Canadian Health Minister Patty Hajdu on Friday announced new measures to protect the country’s drug supply from bulk imports that could exacerbate drug shortages. It prevents the distribution of certain substances outside Canada if it would cause or exacerbate a deficiency.
“Our health care system is a symbol of our national identity and we are committed to defending it,” Hajdu said. “The actions we are taking today will help protect Canadians’ access to the medicine they trust.”
President-elect Joe Biden has also expressed interest in allowing consumers to import drugs from other countries as long as the federal government finds them safe.
Last week, Florida became the first state to submit an import proposal to the federal agency to set up such a program under the newly issued rule. The plan initially calls for the importation of several classes of drugs, including maintenance drugs, to help those with chronic health conditions such as asthma, diabetes and HIV / AIDS. Several other states, including Vermont, Colorado, New Mexico, and Maine, have also enacted laws to pursue federal approval for imports.
In response to the growing momentum, a trio of pharmaceutical industry groups filed a court request for import last week, saying the effort would endanger American health and not reduce prices.

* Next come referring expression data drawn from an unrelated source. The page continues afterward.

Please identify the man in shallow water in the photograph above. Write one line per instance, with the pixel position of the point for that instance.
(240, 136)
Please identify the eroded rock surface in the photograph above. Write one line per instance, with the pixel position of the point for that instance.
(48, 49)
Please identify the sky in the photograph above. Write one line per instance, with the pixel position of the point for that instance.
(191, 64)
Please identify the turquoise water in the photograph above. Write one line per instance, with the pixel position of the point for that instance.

“The final rule does not overcome the well-documented import security concerns expressed by nearly two decades of former HHS secretaries across party lines or show that the proposal will result in any ̵
Health policy experts have also questioned the effectiveness of drug imports from Canada – where an independent body set up by parliament ensures that drug prices on brands are not too high. Even HHS secretary Alex Azar called it a “gimmick” in 2018 before changing tune.
In the announcement of the measures last week, the Canadian Ministry of Health said that it had repeatedly stated that the US government would not do much to lower prices in America, as Canada represents only 2% of global drug sales, while the US accounts for 44 % of sales.
The other would effectively ban drug manufacturers from offering discounts to pharmacy benefit managers and insurance companies – a radical change in the way many drugs are priced and paid for in Medicare and Medicaid. Instead, drug companies are encouraged to pass on the discounts directly to patients at the pharmacy counter.